More than $21 billion is locked on Ethereum bridges, data from Dune Analytics show. On March 23, the Ronin Bridge, which is connected to the popular Axie Infinity online game was attacked, with the hacker stealing 173,600 Ether and 25.5 million USDC tokens in two transactions, for a total take of about $600 million. In February, hackers stole around $300 million from Wormhole, a bridge connecting Ethereum to the Solana blockchain. That same month, the Meter Passport bridge got hacked for several million dollars of crypto. In January, Qubit Finance, a project that enables cross-chain function was hacked. A total of seven bridge hacks have been recorded, according to data compiled by researcher Chainalysis.
4. Why are bridges so vulnerable?
It’s not only hacks. Bridges have proven to be vulnerable to other unique problems. In 2021, the Optics bridge on the Celo network saw its bridge development team effectively lose control of the project. Figuring out what’s gone wrong or who is responsible for the design or operation of a particular bridge can be hard. Developers can be anonymous, and the names of the validators — a handful of computers that secure the bridge’s transactions — may be purposefully kept secret. Many are run by organizations with little security staff — it can take days for an issue to be even discovered. At Ronin, the theft was only discovered six days later.
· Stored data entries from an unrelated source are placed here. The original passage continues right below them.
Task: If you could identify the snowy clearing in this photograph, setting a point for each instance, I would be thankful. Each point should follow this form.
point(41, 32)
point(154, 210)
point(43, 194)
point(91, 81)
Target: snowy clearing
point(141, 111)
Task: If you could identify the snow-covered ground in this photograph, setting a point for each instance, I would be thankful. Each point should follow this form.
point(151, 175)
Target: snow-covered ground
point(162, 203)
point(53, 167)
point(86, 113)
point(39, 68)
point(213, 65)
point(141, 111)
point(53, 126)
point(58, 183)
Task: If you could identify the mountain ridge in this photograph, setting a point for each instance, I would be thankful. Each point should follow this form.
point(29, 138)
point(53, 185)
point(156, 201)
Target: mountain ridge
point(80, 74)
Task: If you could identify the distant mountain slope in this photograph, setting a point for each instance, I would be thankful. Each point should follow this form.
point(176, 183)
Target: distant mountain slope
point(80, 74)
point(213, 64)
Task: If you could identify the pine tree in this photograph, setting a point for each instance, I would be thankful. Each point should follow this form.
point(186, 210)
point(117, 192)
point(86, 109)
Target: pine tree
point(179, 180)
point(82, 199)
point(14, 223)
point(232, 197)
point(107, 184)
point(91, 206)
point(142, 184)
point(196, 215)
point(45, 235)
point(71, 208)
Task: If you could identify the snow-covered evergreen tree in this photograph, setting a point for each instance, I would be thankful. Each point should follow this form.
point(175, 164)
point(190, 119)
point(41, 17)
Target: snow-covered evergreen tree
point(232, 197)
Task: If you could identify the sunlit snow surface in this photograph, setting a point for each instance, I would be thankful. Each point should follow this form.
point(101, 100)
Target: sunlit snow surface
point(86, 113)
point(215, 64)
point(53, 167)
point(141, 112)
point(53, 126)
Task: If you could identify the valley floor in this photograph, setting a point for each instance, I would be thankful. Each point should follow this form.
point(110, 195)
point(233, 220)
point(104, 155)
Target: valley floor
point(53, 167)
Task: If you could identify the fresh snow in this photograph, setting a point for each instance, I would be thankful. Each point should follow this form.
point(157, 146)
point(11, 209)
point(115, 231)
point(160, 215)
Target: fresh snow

5. What does this mean for crypto users?
They need to be aware that security remains a widespread issue. Fortunately for Wormhole users, its sponsor Jump Crypto ended up covering the bridge’s losses. Axie Infinity creator Sky Mavis said it will cover Ronin Bridge losses, too, without revealing specifics. But such compensation isn’t guaranteed, and shouldn’t be expected. Ethereum co-founder Vitalik Buterin said in January that bridges are insecure, and users need to keep tokens only on blockchains they are native to to stay safe.